Este juvenilismo que vivimos en Occidente contrasta con el respeto y veneración que en otras partes del mundo (sobre todo, en África y Asia) sienten hacia los ancianos. En esos contextos, el deterioro físico se ve compensado por el reconocimiento familiar y social. Los ancianos no se sienten “sobrantes” –como le gusta recordar al papa Francisco– sino amados y respetados. Son la reserva de sabiduría de las familias y comunidades, la memoria de un pasado que ayuda a comprender el presente. Donde hay niños, los ancianos encuentran su lugar. Donde los niños son escasos, también los ancianos pierden relevancia. Es como si los dos extremos de la existencia humana se explicasen y necesitasen mutuamente. ¿No hay una correlación llamativa entre escasez de niños, arrinconamiento de los ancianos y pérdida del sentido de la vida?

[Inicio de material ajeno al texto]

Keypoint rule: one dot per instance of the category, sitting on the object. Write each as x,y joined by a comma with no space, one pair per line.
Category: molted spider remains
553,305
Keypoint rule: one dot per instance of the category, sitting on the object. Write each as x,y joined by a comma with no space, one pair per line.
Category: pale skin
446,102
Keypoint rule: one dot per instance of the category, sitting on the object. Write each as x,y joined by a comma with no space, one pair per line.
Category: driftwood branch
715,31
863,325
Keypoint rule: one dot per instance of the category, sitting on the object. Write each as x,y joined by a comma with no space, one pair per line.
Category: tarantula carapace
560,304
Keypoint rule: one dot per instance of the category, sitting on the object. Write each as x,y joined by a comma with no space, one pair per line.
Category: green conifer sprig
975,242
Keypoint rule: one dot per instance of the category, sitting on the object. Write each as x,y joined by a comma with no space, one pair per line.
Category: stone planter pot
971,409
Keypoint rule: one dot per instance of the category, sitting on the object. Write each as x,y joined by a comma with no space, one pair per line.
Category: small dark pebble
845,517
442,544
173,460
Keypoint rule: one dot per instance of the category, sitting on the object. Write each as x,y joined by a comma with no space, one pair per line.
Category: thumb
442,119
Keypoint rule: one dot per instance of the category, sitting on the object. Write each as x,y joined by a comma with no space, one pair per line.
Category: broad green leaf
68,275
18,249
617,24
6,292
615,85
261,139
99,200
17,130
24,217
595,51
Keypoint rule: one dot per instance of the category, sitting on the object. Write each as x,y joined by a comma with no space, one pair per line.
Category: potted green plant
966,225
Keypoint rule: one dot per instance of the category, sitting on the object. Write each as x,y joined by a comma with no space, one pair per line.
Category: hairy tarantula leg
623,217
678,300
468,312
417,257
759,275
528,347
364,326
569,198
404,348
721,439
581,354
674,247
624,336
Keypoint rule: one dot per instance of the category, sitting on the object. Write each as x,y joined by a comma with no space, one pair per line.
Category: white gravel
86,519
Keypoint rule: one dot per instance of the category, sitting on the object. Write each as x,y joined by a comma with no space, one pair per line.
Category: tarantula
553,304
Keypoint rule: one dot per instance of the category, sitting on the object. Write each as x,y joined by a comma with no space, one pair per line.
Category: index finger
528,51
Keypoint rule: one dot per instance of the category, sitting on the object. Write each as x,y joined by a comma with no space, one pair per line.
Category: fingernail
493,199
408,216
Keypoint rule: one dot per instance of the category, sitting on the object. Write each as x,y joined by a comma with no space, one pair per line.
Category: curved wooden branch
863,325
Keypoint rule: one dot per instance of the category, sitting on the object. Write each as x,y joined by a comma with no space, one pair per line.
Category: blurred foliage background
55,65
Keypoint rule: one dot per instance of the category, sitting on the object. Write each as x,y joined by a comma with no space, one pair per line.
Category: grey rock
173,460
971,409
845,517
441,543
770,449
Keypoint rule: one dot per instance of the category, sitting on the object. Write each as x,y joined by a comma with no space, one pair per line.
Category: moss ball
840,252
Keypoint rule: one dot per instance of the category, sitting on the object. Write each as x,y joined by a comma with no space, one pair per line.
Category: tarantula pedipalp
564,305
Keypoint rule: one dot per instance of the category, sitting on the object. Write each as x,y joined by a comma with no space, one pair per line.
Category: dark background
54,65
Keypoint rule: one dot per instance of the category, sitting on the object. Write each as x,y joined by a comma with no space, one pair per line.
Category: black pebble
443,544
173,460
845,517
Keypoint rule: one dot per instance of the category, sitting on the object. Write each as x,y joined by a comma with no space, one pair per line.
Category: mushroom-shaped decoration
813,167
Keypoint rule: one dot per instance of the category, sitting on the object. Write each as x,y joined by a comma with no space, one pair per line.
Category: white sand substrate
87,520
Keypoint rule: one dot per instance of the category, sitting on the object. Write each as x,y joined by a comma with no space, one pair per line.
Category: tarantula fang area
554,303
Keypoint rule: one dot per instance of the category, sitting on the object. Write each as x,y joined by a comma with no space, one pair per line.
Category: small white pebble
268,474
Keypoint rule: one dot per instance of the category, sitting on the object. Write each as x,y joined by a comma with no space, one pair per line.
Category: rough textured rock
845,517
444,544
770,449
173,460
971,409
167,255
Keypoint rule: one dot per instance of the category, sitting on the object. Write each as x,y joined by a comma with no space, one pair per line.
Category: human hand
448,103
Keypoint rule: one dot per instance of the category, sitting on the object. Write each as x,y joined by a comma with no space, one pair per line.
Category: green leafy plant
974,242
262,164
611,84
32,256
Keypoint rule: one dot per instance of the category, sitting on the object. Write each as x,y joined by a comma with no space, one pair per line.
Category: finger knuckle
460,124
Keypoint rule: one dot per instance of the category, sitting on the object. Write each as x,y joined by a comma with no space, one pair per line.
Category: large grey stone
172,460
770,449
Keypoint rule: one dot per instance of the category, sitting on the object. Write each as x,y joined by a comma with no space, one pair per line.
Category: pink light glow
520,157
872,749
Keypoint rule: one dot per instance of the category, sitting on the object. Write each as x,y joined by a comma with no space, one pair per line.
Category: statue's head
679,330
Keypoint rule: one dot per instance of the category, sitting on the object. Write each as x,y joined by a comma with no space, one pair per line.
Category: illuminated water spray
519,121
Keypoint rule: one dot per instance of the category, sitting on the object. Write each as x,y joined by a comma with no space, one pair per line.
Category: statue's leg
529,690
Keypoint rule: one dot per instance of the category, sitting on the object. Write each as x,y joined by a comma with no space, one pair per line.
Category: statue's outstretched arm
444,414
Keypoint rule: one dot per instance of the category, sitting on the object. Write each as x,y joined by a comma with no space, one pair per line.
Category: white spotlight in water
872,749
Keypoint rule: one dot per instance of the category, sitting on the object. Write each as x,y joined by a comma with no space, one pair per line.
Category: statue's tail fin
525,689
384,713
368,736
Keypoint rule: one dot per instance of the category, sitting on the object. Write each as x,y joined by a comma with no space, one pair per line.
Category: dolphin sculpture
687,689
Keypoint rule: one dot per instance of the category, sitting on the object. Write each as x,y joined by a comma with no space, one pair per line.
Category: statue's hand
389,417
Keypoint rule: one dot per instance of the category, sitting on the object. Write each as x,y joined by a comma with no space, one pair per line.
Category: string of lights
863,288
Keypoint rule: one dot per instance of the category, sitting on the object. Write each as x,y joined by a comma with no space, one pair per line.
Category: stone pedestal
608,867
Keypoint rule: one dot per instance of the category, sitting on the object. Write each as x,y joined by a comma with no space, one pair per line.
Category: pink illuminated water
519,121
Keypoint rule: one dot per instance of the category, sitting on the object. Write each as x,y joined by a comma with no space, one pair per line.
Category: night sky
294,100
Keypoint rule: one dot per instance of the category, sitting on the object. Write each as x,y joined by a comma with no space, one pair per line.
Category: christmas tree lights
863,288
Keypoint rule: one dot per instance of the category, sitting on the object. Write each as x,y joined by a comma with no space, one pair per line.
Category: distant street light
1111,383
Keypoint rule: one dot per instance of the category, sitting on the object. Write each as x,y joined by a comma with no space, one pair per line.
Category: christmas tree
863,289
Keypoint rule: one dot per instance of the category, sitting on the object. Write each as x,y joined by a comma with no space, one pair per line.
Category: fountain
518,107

¿De qué sirve prolongar la vida humana si no somos capaces de cuidarla, valorarla e integrarla en la sociedad? El temor a la ancianidad indica, en el fondo, un sentido de la vida muy débil. Porque  no sabemos quiénes somos, de dónde venimos y adónde vamos, nos produce pavor enfrentarnos a los límites, quisiéramos ser siempre Peter Pan. Este es el drama de nuestra cultura occidental que pretendemos esconder y maquillar de mil maneras, algunas perfectamente cínicas. Y, sin embargo, solo la aceptación lúcida de nuestros límites nos ayuda a trascenderlos y a abrirnos a una esperanza que –digámoslo sin rodeos retóricos– solo Dios nos puede dar. 

La vida es energía, fuerza, entusiasmo, trabajo; pero también debilidad, fragilidad, dolor y retiro. Aceptar solo una cara nos impide vivir con serenidad. Por eso, hay dos tipos de ancianos: los que, perdida toda esperanza, se abandonan a una depresión crónica ante el desgaste que experiemntan y los que, conscientes de sus límites, se abren a Dios y le confían con serena confianza su suerte. La primera actitud casi nos viene “de fábrica”. No es necesario ser virtuoso para dejarse llevar por la tentación de la desesperanza, la crítica y el mal humor. La segunda requiere plantear la vida desde la fe. Al final, envejecemos y morimos como hemos vivido. Podríamos decir que la ancianidad lleva al extremo (para bien o para mal) las actitudes que nos han acompañado a lo largo de la vida. Por eso, aprendemos a ser ancianos cuando todavía somos jóvenes. Conviene darse cuenta y no perder demasiado el tiempo.